Gov. Kathy Hochul holds a commanding lead in a potential Democratic primary race — with disgraced predecessor Andrew Cuomo placing third in one hypothetical matchup, according to survey results released Tuesday.
The Marist Poll found Hochul leading Attorney General Letitia James, 44 percent to 28 percent, in a three-way race in which city Public Advocate Jumaane Williams trailed with just 13 percent.
In a four-way race that added Cuomo to the mix, Hochul’s lead over James narrowed to 36-24, while the former governor was favored by 19 percent and Williams by a mere 9 percent, according to the Marist Institute for Public Opinion in Poughkeepsie.
The percentages of respondents who were unsure about their choices were 13 and 12, respectively.
Hochul also scored a 49 percent approval rating, and 56 percent of respondents called her a “good leader,” in the first public poll results released since she became governor Aug. 24, after Cuomo’s resignation in the face of sexual harassment allegations.
“It’s fair to say that she is entering an election season as the early front-runner, with others — including former Gov.

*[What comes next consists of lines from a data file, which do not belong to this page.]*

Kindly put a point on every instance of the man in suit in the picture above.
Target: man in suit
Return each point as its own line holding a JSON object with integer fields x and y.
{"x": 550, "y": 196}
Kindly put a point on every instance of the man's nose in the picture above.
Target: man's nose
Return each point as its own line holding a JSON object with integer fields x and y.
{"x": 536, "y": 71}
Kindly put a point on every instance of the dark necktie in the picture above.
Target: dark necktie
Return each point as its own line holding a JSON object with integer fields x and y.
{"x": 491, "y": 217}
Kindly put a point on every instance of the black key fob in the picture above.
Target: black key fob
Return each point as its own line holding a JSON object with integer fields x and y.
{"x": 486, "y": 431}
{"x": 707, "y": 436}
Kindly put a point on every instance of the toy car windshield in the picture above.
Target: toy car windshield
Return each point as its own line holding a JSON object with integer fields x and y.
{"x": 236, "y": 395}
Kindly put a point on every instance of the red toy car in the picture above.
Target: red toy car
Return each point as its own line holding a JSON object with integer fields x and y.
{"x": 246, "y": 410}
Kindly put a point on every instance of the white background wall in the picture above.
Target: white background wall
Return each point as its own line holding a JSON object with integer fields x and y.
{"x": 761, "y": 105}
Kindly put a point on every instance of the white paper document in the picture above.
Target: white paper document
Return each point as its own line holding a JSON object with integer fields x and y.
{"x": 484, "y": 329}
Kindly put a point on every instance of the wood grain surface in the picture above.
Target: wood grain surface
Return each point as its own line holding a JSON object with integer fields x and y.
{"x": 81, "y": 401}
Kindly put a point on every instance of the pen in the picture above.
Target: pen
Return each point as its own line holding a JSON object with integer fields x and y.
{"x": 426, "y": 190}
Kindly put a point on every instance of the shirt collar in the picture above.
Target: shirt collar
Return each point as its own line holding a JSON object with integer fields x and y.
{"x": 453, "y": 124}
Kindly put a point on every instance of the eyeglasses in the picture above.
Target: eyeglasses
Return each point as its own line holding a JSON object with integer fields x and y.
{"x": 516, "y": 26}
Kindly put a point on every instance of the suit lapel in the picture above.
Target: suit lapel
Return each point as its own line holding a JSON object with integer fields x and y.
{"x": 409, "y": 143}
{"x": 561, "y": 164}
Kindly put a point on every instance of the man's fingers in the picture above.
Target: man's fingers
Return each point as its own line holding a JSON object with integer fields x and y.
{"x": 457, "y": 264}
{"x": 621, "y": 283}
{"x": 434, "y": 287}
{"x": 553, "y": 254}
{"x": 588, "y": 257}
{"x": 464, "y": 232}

Andrew Cuomo — as underdogs,” Lee Miringoff, director of the Marist Poll, said at a virtual press conference.
Miringoff said the results show “that Hochul is not an unknown entity, that she’s doing very well among Democrats and doing decently in the primary matchup.”
He also said that if Cuomo — who has gone into hiding with around $18 million in his campaign war chest — decides to run again, “he is going to need to have a substantial redefinition, a restatement of how voters in New York, especially Democrats — at least for the primary — how they view him.”
James has yet to say whether she plans to run for governor next year, but The Post exclusively revealed earlier this month that she told a group of upstate Democrats to “stay tuned” during a speech in which she said she was struggling to come to a decision.
“I love what I do. I love serving as the attorney general of the great state of New York. But the question, again, is: Can I make more change?” she said during a Sept. 30 dinner hosted by the Ulster County Democratic Committee.
Williams — who was crushed by Hochul in the 2018 race for lieutenant governor, 53.4 percent to 46.6 percent — last month said he was considering a run for governor after The Post revealed he’d begun forming an exploratory committee.
On Thursday, Williams was awarded nearly $1 million in public matching funds to seek a second term as public advocate against token opposition next month, leading critics to suggest he’ll use the money to boost his image ahead of a gubernatorial campaign.
The Marist Poll surveyed 822 adult New Yorkers — including 389 registered Democrats — by phone between Oct. 4 and Thursday, and the results are considered statistically significant within 4.8 percent.